Sample # of cells # of cells passing QC # of cells with at least one CNV # number of CNVs # of losses # of gains
PTA/06CC_MSA1 13 5 4 8 4 4
PTA/10FC_Control 12 6 2 2 0 2
PicoPLEX/06CC_MSA1 15 11 3 21 6 15
PicoPLEX/10FC_Control 7 4 1 4 2 2
PicoPLEX/01CC_MSA2 12 8 3 4 1 3

43_T2T_SpecificGains.R

  • For these analyses, we used samples that were aligned to T2T and lifted over to hg38, passing both the MAD (<= 0.3) and confidence score (>=0.7) filters. There are 25 PicoPLEX cells and 14 PTA cells. One PicoPLEX cell ("A24_v2_Exp9_1_sn5_sample1_06_CC_S24_R") was excluded from the analyses due to the absence of a T2T version.
  • Using the Ginkgo reported CNV1 file, gains (CN > 2) were saved into the text files for both T2T and liftover versions.
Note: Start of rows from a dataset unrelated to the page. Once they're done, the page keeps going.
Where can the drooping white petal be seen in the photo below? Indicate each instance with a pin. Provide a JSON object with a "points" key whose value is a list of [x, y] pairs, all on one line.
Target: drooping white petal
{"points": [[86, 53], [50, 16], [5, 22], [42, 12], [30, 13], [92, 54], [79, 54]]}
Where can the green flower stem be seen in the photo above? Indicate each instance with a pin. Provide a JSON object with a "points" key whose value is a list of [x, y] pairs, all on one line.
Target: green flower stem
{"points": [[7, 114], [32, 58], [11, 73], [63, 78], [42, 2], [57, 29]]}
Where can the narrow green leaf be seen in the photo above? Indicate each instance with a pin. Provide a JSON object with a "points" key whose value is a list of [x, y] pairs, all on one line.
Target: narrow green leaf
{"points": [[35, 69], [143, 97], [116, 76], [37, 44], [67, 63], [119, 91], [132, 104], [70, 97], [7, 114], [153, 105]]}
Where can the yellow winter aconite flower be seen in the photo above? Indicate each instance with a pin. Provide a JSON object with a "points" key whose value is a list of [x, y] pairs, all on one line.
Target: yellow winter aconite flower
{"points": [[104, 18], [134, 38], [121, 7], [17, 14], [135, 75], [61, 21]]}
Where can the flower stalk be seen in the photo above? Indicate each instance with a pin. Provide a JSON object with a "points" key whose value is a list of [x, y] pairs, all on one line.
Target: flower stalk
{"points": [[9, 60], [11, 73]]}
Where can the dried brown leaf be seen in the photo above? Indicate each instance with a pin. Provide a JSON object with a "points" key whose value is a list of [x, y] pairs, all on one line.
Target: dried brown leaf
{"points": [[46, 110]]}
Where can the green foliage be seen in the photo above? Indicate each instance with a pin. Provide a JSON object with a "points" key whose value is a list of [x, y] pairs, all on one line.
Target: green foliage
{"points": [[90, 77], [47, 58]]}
These text files are located in the following directory: ./data/processed/t2t_gains/
  • The T2T profile of each cell is indicated with a '_t2t.bed' extension, and the liftover profile of the same cell is indicated by a '_lift.bed' extension.

44_Download_T2Tspecific_TableBrowser.sh

T2T specific genomic regions was downloaded from the UCSC Table Browser and then sorted.

45_T2TGain.sh

  • bedtools subtract (v2.30.0) was used to remove intervals in the T2T gains (CN > 2) overlapping with intervals in the lifted-over version.
  • 1-based coordinates were converted into 0-based.
  • If the T2T-specific gains for each cell showed a minimum of 50% overlap with the bed file obtained from the UCSC Table Browser, those positions were kept for the analysis (using Bedtools v2.30.0 with the intersect -f 0.50 -wo).

47_WriteTableSignificantCNVs_MSA.R & 48_WriteTableSignificantCNVs_MSA_PANTHER_BP.R & 49_MSA_Revigo_BP.R & 50_MSA_Revigo_BP_Main.R

A list of genes covered by significant CNVs was separately identified for MSA patients and controls using the Ensembl BioMart package. The gene lists were submitted to PANTHER to identify statistical overrepresentations in any GO categories. The remaining analyses were conducted as described in Perez-Rodriguez et al. 2019.

64_Copykit_Script.R & 65_write_cn_segments.R

CopyKit was run by Caoimhe Morley and Ida Bomann. DNAcopy alpha parameter: 0.01

66_Samplot.sh

Samplot was run by Christos Proukakis.